Synopses & Reviews
Jeremy Papier, the new Alice Waters of the Vancouver food world, is fast becoming known for his radically rear-guard cuisine tradition-steeped dishes that celebrate the bounty of the Pacific Northwest. His restaurant, The Monkey's Paw Bistro, is always fully booked, but, unfortunately, it's more an artistic triumph than a reasonably run business. Far too costly ever to turn a profit, it is kited by Jeremy on dozens of maxed-out credit cards. An old family friend, Dante Beale, owner of a worldwide chain of cookie-cutter coffeehouses, is willing to bail the restaurant out for the price of sole control. It's a business proposition made in hell, one strenuously opposed by Jeremy's pretty young sous chef, the incorruptible, plainspoken Jules. Jeremy's problems deepen when his eccentric-academic father a "participatory anthropologist" half Joseph Mitchell, half Joe Gould loses himself among the homeless in Vancouver's Stanley Park. He lives as they do (he's especially adept at catching and roasting sparrows) and soon involves Jeremy in researching a "cold case" crime, the true-life murder of two children slain in the park in the early 1970's.

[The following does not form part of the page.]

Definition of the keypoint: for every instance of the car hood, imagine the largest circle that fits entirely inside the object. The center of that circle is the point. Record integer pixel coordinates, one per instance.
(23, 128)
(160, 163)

Timothy Taylor the writer who "everyone in the Canadian literary community today is talking about" (Globe and Mail) weaves together the disparate, brightly colored strands of his story with unerring skill and unflagging comic invention. Stanley Park, already a Canadian best seller, is a comic novel of the first order and a memorable literary debut.
Review
"This delicious first novel must be savored." Toronto Globe and Mail
Review
"Your mouth waters as you read Timothy Taylor's first novel...In Stanley Park, he does for the restaurant business what John le Carré does for spying; he makes it alluring. And he does for food what Patrick Suskind does for perfume; he makes it exciting." National Post
Review
"Timothy Taylor writes straight, strong, unadorned prose...He's well in command of his material, writes great dialogue, keeps his story, yes, cooking. Stanley Park...thrums with a powerful sense of the city, urban surfaces as well as primal currents. Also food...textures and tangs, colors and sensations." Quill & Quire
Synopsis
Overwhelmed by debts despite the success of his Pacific Northwest restaurant, Jeremy Papier agonizes over turning control over to a family friend who would bail him out of his troubles despite the firm objections of his chef, a situation that is further complicated when his eccentric father involves him in an urban murder mystery.